Friday, August 01, 2008

Live Like You Were Dying

There is a moment I think most have in there lives at sometime, towards the end, maybe during a horrific event, an odd diagnosis from a doctor. Fear isn't exactly the word for it. It's turning and facing your own mortality. Seeing that things may go on without you. Reflection on what you didn't do, that's where my mind went. Everything I haven't done. My moment came almost two years ago now. Walking in a daze from the retina specialist office after 3 hours of testing. Next they needed to send me to UCLA in California for a test they couldn't perform in this state. Just heard words like "stroke, blood clot, aneurysm, tumor". Pulling into the McDonald's on Green Valley this song came on the radio, alone, I cried not knowing if there was a time bomb in my head. Looking back now, I clung to that song. Identifying more with it than I ever had before. I lived it.

Remembering the first time I heard it really listened to it, almost brought me to my knees in the kitchen. Cooking dinner, I had the radio on instead of a CD. It couldn't have been more than a week or so after my step mom died of cancer. Her third time around they had only given her a few weeks. She held on 5 months to see her grand baby. Born on Sunday, she let go on Friday morning.

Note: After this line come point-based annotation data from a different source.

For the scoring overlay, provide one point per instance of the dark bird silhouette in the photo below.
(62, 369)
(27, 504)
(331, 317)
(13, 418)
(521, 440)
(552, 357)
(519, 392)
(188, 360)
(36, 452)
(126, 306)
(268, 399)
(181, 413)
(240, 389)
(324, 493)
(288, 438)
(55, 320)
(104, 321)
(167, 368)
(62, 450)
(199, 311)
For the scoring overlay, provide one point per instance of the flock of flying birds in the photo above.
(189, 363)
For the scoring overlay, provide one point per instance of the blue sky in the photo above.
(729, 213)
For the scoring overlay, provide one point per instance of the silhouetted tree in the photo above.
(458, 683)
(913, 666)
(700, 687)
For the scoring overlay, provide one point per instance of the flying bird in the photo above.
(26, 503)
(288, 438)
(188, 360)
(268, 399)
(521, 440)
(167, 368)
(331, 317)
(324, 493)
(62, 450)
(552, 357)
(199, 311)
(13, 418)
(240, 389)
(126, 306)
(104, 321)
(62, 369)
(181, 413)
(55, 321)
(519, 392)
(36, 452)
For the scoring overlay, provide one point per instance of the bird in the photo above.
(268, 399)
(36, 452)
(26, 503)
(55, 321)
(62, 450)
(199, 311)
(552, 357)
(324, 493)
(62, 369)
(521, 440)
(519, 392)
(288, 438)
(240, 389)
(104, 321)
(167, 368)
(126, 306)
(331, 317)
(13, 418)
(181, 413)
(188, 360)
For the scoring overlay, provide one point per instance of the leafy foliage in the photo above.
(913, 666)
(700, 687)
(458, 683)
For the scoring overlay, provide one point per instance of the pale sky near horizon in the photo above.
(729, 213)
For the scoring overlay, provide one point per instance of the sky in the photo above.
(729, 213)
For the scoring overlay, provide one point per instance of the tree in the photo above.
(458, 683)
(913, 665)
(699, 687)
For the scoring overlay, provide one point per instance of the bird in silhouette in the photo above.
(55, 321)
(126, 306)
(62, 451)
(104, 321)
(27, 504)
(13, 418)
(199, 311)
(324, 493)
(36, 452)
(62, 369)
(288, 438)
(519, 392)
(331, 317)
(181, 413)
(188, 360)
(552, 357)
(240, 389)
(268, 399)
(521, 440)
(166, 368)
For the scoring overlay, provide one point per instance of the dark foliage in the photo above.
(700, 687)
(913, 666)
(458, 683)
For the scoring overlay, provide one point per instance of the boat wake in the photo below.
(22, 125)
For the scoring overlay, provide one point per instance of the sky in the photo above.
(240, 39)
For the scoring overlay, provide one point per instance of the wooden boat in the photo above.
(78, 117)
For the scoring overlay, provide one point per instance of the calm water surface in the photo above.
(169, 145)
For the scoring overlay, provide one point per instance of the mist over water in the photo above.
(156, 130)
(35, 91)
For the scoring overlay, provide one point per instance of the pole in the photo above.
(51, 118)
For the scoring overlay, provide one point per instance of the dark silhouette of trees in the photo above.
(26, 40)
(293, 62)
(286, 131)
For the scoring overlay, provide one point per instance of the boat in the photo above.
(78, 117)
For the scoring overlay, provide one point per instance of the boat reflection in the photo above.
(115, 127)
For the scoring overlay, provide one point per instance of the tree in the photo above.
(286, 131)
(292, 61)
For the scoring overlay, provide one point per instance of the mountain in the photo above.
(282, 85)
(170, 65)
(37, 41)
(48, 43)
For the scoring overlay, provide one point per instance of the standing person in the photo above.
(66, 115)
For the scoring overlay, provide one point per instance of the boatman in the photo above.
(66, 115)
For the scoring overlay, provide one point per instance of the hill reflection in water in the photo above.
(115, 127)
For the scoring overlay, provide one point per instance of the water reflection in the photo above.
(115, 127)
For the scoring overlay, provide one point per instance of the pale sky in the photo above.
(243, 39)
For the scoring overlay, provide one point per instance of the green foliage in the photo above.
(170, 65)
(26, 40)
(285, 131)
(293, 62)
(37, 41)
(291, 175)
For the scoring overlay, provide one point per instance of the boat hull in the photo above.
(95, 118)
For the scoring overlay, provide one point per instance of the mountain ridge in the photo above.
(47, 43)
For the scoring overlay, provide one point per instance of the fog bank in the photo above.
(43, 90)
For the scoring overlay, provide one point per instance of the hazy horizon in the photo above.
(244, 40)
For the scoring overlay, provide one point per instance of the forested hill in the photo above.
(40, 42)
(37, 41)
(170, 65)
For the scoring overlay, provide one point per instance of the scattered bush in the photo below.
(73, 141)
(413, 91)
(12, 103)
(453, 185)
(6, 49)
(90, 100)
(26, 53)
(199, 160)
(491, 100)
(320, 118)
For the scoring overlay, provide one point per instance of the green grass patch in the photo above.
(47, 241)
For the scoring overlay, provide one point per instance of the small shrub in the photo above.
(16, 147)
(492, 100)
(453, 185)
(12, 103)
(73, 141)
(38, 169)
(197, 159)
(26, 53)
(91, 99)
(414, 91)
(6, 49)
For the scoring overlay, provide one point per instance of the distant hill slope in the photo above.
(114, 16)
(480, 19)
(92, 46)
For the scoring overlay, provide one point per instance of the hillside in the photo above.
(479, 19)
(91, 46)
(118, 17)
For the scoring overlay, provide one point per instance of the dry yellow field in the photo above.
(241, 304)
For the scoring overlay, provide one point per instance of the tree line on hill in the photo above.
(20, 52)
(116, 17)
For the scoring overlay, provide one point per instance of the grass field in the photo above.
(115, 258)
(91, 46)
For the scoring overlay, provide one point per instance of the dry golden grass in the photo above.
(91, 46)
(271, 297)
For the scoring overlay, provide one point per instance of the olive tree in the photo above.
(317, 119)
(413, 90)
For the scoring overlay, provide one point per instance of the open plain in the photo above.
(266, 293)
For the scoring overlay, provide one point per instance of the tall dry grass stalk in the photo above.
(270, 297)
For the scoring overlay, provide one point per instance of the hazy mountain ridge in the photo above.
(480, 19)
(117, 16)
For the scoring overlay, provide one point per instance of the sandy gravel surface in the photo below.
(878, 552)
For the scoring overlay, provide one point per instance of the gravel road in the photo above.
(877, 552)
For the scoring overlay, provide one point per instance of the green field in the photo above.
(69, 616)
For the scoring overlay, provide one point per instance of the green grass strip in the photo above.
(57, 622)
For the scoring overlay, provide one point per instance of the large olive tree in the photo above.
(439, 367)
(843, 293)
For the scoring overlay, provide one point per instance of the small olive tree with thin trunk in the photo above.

Gave forgiveness I'd been denying, I let my sister in again. Texting her to find out if they were one of the people stuck in the evacuation attempt out of Houston. The anticipated arrival of Hurricane Rita had the freeways gridlocked.

"Don't tell mom, we'll be fine and we're not leaving."
"Mom maybe be pretty unobservant sometimes but I think she may notice a big fkn hurricane heading for your city."

Our first conversation in 3 years. Eventually I let her know that she could blame the song for it.